The only disadvantage of this segregated upbringing was a tendency as young adults to regard women as if they were creatures from another planet.
When you are trained to think of all women as lineal descendants of the Blessed Virgin, it is a little difficult in later life to grasp the essential fact that they are really just the same as your own confused and sometimes rather nasty self.
On the other hand, this long period of isolation from girls extended the boys-only world of childhood right through adolescence. The friendships made during these years were closer than any acquired in later years, at least in my own experience.
I still have vivid, golden memories of driving from Montreal to Cape Cod one summer with three friends from high school days in a battered Studebaker owned by Scotty, the first of our group to achieve the impossible and actually own a car. We rented a cottage, cooked Whatever we felt like eating, lazed on the beach, kept our eyes open for girls without much success and drank as much beer as we wanted. I also remember discovering, in my last year of high school, that another student shared my growing interest in classical music. Michael and I would regularly cut classes to hang out in the school's record library and explore its collection of LPs with the connivance of an ancient Jesuit who knew perfectly well that we were playing hooky.
But most of these high school friends had been lost and largely forgotten by the time we were all in our mid-20s, married and starting to raise families. Attempts to make contact with them in later years were sporadic and largely frustrating.
I remember looking up Michael in New York in the 1970s. He was divorced, trying to eke out a living as a part-time English professor and sharing a crummy basement apartment with one of his former students and their baby.
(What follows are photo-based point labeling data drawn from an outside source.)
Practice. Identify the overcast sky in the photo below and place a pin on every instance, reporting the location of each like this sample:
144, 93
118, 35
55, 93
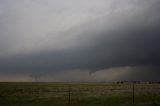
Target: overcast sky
79, 40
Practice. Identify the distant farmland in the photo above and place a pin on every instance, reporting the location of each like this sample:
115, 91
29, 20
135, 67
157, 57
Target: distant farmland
79, 94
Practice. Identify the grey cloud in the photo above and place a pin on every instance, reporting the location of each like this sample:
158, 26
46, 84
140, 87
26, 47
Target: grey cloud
128, 37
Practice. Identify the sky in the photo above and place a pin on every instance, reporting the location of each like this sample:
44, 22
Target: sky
79, 40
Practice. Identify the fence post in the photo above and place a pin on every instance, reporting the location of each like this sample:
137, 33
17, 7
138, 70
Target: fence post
133, 94
69, 94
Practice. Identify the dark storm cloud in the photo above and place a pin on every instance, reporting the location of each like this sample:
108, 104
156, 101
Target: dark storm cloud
122, 39
129, 47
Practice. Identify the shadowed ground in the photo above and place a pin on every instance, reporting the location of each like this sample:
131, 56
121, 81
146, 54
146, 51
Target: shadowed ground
82, 94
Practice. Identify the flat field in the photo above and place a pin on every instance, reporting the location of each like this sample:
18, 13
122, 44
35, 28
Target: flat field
81, 94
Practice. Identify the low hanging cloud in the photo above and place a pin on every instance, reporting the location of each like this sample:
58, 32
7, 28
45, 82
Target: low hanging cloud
57, 47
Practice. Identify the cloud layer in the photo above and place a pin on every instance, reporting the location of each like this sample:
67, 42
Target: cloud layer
57, 38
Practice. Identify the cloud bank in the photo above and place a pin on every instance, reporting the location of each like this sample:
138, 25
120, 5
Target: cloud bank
57, 40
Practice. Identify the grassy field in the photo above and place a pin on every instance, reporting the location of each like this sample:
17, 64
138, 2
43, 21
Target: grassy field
81, 94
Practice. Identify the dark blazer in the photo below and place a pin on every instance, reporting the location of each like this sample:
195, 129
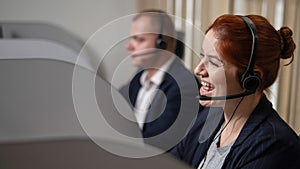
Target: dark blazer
174, 107
265, 142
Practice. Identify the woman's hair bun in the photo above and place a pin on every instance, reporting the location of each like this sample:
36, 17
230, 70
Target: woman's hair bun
287, 43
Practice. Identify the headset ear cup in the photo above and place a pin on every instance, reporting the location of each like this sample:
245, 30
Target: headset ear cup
161, 44
251, 82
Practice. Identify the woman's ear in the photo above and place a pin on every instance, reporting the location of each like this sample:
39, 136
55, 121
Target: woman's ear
259, 72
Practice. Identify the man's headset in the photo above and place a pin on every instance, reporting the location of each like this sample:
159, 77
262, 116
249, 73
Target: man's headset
250, 80
160, 43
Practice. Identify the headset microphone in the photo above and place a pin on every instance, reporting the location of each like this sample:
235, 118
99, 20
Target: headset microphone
148, 52
233, 96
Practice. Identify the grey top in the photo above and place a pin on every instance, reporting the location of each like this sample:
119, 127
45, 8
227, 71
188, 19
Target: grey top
215, 155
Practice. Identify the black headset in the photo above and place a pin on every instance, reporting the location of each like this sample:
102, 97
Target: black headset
251, 80
160, 42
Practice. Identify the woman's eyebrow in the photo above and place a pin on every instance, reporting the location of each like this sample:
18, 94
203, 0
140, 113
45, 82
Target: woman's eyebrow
215, 57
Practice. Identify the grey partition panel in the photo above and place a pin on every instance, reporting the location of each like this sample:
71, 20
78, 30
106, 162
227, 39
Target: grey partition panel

We seemed to have almost nothing to talk about.
Some years ago, Scotty came to Western to visit one of his children and we had lunch together and promised to do it again, for sure, but it never happened.
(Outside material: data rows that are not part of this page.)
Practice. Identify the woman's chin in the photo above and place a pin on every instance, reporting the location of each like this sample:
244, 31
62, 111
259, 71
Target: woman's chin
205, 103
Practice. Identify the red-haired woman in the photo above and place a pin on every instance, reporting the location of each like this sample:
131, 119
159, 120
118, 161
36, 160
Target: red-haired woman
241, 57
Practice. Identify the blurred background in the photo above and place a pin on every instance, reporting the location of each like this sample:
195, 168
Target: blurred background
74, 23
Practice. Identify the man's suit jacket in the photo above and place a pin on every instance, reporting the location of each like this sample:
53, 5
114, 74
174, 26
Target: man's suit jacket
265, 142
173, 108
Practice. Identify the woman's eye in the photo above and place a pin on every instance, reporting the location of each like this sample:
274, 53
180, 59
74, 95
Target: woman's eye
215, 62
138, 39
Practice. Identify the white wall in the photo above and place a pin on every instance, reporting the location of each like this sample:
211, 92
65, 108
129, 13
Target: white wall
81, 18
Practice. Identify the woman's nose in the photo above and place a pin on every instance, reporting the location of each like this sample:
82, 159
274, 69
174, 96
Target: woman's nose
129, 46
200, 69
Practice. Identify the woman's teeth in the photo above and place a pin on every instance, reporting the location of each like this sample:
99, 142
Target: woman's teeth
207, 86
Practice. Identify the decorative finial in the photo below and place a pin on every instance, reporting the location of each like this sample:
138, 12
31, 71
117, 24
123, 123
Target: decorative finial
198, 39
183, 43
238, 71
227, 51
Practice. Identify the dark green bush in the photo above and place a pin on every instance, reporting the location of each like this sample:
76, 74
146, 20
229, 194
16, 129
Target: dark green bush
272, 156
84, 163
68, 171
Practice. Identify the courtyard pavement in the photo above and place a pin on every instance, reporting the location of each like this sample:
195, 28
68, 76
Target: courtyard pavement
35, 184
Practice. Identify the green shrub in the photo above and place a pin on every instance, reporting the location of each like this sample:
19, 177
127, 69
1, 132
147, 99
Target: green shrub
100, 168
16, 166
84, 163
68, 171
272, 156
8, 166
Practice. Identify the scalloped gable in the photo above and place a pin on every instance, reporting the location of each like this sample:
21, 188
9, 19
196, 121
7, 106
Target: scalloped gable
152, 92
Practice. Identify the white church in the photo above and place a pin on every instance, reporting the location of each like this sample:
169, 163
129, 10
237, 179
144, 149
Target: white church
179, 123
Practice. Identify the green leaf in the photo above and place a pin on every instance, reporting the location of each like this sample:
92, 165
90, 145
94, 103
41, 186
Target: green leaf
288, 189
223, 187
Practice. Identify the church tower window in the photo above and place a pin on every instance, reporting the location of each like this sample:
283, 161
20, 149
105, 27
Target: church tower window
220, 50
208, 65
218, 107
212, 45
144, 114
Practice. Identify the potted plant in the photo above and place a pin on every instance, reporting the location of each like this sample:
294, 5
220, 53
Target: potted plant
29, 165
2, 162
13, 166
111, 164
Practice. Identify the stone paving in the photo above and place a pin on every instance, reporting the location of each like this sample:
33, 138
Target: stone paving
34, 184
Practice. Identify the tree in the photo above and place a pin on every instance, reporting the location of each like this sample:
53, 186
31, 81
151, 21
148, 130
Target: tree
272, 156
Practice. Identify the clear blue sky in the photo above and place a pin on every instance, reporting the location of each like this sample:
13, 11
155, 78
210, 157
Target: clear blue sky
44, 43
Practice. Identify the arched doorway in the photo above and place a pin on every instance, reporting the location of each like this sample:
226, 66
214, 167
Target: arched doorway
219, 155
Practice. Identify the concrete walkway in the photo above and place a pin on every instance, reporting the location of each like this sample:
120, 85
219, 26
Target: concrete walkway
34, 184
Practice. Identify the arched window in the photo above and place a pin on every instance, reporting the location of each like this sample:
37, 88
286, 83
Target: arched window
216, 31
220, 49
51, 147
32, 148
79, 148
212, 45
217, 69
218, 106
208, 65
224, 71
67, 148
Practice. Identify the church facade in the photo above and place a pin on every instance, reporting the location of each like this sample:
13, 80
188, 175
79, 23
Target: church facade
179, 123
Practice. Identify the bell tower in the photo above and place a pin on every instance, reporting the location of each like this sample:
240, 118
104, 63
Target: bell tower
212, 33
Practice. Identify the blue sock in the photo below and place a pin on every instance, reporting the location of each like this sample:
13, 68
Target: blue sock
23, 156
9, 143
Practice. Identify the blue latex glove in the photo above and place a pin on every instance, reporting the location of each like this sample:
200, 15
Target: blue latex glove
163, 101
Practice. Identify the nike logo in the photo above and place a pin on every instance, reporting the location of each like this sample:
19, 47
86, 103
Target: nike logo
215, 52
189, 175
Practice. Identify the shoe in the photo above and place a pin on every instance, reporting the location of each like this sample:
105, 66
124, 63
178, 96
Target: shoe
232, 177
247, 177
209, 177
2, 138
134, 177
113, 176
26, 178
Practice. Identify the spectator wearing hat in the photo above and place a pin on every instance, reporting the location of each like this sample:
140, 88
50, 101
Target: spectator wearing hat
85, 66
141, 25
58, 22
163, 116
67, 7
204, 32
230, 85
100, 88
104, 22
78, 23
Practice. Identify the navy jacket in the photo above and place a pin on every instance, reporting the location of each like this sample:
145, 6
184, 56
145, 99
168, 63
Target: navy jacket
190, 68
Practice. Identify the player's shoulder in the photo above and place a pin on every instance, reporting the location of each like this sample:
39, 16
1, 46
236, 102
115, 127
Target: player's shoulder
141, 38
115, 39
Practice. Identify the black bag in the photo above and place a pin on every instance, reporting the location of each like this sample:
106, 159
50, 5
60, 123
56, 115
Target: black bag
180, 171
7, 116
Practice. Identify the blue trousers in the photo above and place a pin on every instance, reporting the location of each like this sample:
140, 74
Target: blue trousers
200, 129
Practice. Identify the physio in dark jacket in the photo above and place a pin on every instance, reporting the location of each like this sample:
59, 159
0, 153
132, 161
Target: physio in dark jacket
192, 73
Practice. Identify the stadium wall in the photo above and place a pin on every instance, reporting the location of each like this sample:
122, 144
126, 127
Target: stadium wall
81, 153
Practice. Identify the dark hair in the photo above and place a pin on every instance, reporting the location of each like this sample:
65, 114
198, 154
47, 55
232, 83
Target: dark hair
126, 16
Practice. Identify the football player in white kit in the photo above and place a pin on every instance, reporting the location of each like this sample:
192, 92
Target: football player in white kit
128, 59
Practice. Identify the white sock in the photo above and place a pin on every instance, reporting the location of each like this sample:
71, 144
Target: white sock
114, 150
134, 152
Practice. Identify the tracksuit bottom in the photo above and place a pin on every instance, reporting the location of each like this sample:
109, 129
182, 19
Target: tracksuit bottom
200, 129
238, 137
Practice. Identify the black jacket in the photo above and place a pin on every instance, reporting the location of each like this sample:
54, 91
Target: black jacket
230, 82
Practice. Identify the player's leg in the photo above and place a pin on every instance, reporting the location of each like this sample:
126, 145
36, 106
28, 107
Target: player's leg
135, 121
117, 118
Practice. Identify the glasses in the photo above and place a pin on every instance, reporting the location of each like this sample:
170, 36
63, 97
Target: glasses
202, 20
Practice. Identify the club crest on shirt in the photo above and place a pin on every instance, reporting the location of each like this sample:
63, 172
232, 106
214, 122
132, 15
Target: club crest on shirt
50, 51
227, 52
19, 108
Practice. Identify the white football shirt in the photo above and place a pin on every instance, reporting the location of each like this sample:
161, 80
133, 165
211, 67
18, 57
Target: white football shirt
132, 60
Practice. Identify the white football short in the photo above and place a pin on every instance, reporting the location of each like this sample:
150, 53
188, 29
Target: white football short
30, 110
I'm not saying that this experience is common to all men. I've always assumed that men who take annual fishing, golfing or hunting trips with other men have managed to extend the boys' society of their adolescence into middle age and beyond. But I've never done any of these things, partly because I found my work over the years to be interesting, fun and almost totally absorbing. In the course of this work, I made friends and still keep in touch with some of them, but it was never the same as in those early years when just hanging around with the guys was so much fun.
Now, unexpectedly, since I passed the dreaded 65 mark more than a year ago, I've re-entered this lost world of boyhood friendships.
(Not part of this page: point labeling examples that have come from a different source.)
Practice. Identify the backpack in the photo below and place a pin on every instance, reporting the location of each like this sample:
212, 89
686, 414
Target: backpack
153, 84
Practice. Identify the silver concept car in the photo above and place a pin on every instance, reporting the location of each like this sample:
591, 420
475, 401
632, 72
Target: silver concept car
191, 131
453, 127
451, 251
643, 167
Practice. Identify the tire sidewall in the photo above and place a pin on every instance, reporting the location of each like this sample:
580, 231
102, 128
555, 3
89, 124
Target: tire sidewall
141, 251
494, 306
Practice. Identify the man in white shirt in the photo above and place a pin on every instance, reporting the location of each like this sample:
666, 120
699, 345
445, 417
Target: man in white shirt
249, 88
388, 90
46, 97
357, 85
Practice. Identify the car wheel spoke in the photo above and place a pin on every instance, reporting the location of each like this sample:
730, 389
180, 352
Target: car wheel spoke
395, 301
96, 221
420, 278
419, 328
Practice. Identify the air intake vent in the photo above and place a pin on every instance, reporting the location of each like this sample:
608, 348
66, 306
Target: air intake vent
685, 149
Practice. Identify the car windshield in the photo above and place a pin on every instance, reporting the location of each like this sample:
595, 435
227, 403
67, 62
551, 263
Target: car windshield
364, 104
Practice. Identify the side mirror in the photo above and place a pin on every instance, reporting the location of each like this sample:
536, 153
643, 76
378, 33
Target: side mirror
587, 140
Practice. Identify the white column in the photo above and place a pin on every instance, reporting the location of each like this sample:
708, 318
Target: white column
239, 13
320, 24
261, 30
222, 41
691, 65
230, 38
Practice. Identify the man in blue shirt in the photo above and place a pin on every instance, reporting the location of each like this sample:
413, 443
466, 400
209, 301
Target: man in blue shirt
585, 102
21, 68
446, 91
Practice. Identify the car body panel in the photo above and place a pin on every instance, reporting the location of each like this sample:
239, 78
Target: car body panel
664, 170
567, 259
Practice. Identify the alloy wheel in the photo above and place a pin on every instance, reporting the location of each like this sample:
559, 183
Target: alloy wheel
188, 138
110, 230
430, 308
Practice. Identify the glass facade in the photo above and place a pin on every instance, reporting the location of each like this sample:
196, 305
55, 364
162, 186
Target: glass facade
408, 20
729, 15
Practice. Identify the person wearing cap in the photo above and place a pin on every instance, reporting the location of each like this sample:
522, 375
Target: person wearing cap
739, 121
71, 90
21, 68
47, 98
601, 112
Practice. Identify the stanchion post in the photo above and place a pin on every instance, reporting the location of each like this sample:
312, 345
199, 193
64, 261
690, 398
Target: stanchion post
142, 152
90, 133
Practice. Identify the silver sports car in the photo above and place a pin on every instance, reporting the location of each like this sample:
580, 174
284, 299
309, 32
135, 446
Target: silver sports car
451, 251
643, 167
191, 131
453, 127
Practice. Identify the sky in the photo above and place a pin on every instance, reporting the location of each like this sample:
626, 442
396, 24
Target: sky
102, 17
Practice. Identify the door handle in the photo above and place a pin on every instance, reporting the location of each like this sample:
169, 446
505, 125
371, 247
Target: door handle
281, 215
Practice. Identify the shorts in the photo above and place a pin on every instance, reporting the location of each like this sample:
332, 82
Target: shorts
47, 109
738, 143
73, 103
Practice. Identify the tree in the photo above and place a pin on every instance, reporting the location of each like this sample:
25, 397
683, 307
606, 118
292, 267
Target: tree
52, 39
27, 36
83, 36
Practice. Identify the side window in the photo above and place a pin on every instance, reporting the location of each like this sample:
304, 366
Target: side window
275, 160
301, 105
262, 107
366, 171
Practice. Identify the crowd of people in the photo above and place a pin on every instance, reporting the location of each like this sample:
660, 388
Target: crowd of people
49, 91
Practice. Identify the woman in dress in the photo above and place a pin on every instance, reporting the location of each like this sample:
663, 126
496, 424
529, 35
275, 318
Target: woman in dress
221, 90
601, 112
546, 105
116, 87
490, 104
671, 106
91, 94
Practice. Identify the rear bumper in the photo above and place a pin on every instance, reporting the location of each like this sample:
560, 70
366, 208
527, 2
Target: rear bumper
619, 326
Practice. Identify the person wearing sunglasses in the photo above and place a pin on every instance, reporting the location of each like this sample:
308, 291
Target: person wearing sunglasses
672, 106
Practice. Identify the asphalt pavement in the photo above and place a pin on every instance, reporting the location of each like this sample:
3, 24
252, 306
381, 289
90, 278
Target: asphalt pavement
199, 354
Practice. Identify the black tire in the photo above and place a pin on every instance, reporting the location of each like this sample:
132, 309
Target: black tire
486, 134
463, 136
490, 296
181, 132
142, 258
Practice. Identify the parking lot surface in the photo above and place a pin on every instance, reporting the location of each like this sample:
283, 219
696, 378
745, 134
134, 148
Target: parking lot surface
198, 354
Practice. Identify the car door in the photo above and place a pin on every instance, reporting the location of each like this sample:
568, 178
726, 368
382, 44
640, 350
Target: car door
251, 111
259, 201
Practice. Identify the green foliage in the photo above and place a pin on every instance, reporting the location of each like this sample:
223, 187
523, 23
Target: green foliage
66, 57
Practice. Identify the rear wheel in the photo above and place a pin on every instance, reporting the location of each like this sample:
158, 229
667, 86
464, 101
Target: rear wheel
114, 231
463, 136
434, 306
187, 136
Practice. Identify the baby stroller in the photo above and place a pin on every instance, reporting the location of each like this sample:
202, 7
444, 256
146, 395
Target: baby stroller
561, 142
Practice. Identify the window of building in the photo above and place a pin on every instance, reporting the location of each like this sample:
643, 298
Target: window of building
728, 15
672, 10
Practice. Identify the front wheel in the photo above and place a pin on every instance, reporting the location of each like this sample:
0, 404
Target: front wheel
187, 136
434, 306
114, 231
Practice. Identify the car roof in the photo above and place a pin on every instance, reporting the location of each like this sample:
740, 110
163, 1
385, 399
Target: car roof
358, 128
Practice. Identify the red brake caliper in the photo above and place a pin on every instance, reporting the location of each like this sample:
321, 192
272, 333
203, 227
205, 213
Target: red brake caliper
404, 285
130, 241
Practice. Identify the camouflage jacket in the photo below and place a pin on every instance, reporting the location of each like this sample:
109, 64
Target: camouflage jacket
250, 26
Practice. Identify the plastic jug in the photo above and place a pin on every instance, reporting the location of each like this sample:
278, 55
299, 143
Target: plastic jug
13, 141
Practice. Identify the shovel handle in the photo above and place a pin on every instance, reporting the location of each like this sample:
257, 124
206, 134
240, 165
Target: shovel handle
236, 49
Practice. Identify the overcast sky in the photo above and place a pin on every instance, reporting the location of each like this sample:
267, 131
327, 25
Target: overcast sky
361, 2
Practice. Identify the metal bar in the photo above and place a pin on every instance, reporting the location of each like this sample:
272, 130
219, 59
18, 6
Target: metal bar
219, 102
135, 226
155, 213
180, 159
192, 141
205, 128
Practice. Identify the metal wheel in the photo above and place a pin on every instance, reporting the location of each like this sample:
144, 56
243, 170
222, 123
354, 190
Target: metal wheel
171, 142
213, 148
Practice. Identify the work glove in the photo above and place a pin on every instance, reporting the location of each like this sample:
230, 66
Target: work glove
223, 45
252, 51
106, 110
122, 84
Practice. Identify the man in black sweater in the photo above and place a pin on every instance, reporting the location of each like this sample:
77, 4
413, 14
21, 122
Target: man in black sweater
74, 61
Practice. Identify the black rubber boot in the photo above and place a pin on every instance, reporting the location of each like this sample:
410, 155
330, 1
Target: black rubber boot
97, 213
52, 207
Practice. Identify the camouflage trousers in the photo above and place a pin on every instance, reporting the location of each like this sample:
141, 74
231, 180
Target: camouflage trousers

It started last summer when Gerry asked me if I wanted to go hiking. The idea was to pick one of the many trails in the region and head off for three or four hours. When I was still working full-time I would have rejected the notion of goofing off like this on a weekday but now, freelancing on my own schedule, I had the luxury of saying yes. Then Ian and Tom, also retired, decided to come along. Last summer we managed to get together a quorum for four hikes and we're now planning to do the same this summer.
I can't even tell you what we usually talk about as we hike through the woods, stop to enjoy the views or have a coffee and a sandwich before we head home. All I know is that on the first hike I suddenly flashed back more than 50 years in my own mind to understand why I was enjoying myself so much. It had been that long since I'd just hung around with the guys.
Peter Desbarats is an author, journalist and former journalism dean at UWO.